7. Reverse transcription reaction
Taking 11.5. Mu.L of the above DNA probe-removed product, adding 0.5. Mu.L of 40. Mu.M truncated reverse transcription primer, mixing, denaturing at 65℃for 5 minutes, immediately placing on ice, then adding 4. Mu.L of 5 XRT buffer (Thermo Fisher Co., product under the name 18090050), 1. Mu.L of 100mM DTT, 1. Mu.L of 10mM dNTPs, 1. Mu. L RiboLock RNase Inhibitor and 1. Mu. LSuperScript IV Reverse Transcriptase, mixing, and reacting at 50℃for 60 minutes, wherein the nucleotide sequence of the truncated reverse transcription primer is as follows: GCCTTGGCACCCGAGAAT (SEQ ID NO. 197).
To the reaction system, 4. Mu.L of Exoneclease I (NEB product, cat. No. M0293) and 4. Mu.L of rSAP (NEB product, cat. No. M0371) were added, and reacted at 37℃for 15 minutes. Then, 5. Mu.L of 0.5M EDTA and 7. Mu.L of 1M NaOH were added thereto, and the mixture was stirred well and reacted at 70℃for 12 minutes. cDNA purification was then performed using an Oligo Clean & Concentrator. The cDNA was obtained by eluting with 16. Mu.L of DEPC water.
8. Sequencing adapter ligation
mu.L of the cDNA obtained above was taken, and 25. Mu. L NEBNext Ultra II Q5 of 5 Master Mix (NEB Co., ltd., product No.
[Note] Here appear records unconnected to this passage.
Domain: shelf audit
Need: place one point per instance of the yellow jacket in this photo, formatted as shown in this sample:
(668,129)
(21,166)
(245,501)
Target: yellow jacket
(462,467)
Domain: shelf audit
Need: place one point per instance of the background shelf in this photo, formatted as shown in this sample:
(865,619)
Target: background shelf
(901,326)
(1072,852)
M0544) 5. Mu.L of RP1 (10. Mu.M) and 5. Mu.L of RPI-X (10. Mu.M, comprising a series of primers containing different INDEXs and containing bases for anchoring 3' DNA linkers on the primers) were added to carry out PCR reaction.
Wherein the primer sequences of RP1 and RPI 1-12 are shown in Table 3.
Table 3: primer sequences
Note that: the underlined parts of the table are the inserted INDEX sequences and the part is the thio modification.
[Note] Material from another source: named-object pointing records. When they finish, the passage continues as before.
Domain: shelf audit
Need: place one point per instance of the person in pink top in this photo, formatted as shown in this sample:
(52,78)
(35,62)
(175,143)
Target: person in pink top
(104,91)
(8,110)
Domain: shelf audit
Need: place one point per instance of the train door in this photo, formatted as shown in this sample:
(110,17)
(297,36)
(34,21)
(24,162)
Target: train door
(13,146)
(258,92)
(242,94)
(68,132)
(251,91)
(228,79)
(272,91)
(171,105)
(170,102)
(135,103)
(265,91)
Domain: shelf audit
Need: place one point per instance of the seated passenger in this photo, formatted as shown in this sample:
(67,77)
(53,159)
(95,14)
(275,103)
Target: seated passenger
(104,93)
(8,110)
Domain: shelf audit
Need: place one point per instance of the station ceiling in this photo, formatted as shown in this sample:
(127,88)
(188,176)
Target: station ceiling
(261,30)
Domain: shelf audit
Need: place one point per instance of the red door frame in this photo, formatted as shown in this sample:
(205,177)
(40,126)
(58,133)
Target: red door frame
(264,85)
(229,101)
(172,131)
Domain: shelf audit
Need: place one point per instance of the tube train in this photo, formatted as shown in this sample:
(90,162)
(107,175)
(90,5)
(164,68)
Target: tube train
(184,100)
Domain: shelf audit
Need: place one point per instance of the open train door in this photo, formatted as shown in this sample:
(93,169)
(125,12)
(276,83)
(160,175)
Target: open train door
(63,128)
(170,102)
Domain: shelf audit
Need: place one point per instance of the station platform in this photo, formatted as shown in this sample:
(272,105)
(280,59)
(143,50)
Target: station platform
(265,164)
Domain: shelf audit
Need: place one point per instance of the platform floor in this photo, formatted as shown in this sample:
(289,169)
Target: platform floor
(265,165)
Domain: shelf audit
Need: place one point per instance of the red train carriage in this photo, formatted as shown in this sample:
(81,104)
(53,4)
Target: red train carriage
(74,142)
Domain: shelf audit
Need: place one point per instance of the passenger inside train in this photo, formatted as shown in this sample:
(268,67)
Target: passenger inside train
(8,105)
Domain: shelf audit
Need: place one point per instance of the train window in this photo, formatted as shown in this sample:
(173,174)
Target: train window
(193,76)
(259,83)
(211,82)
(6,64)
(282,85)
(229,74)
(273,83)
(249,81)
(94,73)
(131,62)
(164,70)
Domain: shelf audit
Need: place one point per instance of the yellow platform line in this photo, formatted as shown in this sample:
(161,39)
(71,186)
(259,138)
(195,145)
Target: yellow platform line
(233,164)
The PCR reaction procedure was: pre-denaturation at 98 ℃ for 30 seconds; 15 cycles: denaturation at 98℃for 10 sec, annealing at 65℃for 75 sec; extending at 65deg.C for 5 min, and preserving at 4deg.C.
After completion of the PCR reaction, purification was performed using DNA Clean & Concentator-5, elution was performed with 20. Mu.L of enzyme-free water, then electrophoresis was performed using 4% low melting agarose, bands ranging from 150 to 700bp were recovered using Zymoclean Gel DNA Recovery Kit, then elution was performed with 18. Mu.L of DEPC water, and concentration measurement was performed on the recovered products of the gel using NanoDrop, thereby obtaining a sequencing library.
After the sequencing library is obtained, PE150 double-end sequencing is carried out on the sequencing library by using a Illumina Hiseq Xten sequencer, and the double ends of non-coding RNA are identified and the full-length sequence of the non-coding RNA is analyzed.
Example 2 construction method of PEN-seq sequencing library
The PEN-seq sequencing library in this example was constructed using total RNA from stably knocked down 15.5K HEK293T cells and sequenced, including the following procedures.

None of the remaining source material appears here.